Till today, thousands of problems has been found to be NP-Complete and we dont have algorithms that runs in time much better than $n^n$ for all of them. By the result mentioned above, if there was a better algorithm for any one of them, then there is an algorithm with very similar running time for each NP-Complete problem.

Who cares about solving puzzles when there are more pressing problems in the world. These might appear to be questions that a jobless unrealistic philosopher might ponder about. Though it is not so. A lot depends on finding answers to these questions.

Nobody would disagree that internet is one of the greatest things to happen in end of the previous century. An underlying technology that makes it possible is encryption. That is, a way of sending messages so that only the intended person is able to read it.

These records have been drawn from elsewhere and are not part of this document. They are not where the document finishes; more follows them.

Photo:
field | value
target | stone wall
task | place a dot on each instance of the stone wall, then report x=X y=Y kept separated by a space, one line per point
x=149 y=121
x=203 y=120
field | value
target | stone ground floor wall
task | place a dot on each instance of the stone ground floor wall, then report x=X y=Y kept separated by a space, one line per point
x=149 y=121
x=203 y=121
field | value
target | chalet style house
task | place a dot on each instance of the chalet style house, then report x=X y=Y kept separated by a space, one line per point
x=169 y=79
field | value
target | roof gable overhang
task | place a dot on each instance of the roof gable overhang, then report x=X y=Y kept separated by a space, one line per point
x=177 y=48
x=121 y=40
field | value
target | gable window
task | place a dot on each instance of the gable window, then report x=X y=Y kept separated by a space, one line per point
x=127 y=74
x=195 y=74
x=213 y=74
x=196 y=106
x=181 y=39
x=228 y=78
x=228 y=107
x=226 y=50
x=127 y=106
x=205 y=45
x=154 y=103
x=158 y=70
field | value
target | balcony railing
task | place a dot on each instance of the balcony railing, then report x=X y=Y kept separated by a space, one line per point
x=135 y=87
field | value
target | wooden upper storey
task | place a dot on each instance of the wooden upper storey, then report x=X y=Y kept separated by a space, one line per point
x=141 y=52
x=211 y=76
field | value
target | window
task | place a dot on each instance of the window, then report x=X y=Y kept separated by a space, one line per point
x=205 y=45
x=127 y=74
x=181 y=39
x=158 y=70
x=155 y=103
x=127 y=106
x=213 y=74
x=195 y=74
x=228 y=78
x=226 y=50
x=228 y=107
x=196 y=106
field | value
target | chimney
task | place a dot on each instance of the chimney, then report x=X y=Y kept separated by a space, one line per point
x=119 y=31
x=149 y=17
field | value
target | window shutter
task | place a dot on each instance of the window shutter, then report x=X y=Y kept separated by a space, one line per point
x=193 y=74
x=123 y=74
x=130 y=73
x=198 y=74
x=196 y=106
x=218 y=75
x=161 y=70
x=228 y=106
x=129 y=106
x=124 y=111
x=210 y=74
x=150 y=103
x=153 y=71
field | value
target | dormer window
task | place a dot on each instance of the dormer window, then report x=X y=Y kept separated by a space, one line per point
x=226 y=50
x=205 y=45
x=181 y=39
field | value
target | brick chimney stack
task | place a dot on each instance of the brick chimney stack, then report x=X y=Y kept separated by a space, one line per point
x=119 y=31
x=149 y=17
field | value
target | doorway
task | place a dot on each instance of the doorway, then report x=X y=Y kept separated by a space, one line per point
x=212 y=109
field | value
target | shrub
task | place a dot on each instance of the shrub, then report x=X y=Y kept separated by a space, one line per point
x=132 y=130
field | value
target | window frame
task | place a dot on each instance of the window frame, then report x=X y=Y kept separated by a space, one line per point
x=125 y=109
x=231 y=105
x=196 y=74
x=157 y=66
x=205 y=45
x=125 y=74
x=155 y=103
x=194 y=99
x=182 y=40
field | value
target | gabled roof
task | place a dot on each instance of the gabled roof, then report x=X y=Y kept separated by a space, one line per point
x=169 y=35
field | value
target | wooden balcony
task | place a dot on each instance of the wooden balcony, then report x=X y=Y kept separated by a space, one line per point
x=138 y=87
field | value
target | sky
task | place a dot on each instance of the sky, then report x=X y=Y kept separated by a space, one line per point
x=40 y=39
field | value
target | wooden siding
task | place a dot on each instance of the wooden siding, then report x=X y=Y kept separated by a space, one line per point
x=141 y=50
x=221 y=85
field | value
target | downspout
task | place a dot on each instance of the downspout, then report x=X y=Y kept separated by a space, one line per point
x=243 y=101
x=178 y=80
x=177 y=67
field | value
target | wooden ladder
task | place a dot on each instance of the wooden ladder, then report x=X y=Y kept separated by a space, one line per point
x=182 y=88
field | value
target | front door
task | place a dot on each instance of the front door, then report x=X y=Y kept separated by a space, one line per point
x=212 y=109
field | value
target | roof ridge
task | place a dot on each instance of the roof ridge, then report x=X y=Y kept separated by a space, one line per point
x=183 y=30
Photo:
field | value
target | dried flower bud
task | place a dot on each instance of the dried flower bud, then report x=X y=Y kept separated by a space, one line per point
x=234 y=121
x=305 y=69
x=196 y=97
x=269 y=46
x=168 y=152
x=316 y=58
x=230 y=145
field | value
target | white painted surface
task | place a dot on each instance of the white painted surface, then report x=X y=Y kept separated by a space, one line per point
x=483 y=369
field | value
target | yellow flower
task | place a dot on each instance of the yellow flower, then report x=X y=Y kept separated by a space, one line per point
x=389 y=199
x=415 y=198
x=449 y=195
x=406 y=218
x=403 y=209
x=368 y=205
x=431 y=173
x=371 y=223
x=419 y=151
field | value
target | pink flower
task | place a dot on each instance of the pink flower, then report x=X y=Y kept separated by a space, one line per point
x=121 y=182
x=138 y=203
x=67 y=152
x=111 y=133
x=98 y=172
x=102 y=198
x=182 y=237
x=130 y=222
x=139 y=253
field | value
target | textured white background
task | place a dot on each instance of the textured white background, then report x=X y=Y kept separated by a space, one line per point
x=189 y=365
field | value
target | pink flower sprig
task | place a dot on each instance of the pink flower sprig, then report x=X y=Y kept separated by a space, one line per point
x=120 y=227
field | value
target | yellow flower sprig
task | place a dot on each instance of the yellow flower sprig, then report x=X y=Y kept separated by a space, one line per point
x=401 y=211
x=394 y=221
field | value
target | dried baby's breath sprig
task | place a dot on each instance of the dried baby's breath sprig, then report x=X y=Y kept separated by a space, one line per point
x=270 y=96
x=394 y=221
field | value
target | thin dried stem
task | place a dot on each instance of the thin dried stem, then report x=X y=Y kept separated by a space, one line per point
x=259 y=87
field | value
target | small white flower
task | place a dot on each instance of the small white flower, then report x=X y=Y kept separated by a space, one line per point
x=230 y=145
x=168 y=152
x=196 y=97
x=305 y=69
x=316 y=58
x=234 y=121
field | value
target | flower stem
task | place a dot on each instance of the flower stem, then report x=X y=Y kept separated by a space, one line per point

All the existing methods of encryption are based on the assumption that NPC problems does not have polynomial time algorithms. That is

if somebody comes up with a fast polynomial time algorithm for solving sudoku puzzles, he can break all the codes in the internet.

Dont panic!. Your internet banking accounts are safe. We dont expect this to happen. However, we need to know what other problems are in NPC. This will help us design better encryption systems and many other things.

Though most people are interested in solving those pressing problems of the world, there are still some stupid harmless philosophers who find it interesting to think about these for the sake of curiosity. They find a “deeper” meaning to this silly question about solving puzzles.

Mathematical proofs, sudoku solutions are all easy to verify. Does that mean they are easy to come up with? Can human creativity be truly automated?

If NPC puzzles had fast polynomial time algorithms, then in many cases humans can be replaced by computers in solving problems. The concepts of puzzles and NPC described in this article could be defined unambiguously in the language of maths. Scientists have been hard at work for over 40 years either trying show NPC does not have polynomial time algorithms or finding fast algorithms for these problems. Some day, hopefully soon, we will have an answer.

The results mentioned above increases our faith in the conjecture that NP-Complete problems does not have polynomial time algorithms.

This conjecture could be disproved if any one of the thousands of NP-Complete problems has a polynomial time algorithm, but yet it has stood the test of time for over 40 years. Assuming this conjecture gives a singular explanation for our inability to design good algorithms for many problems.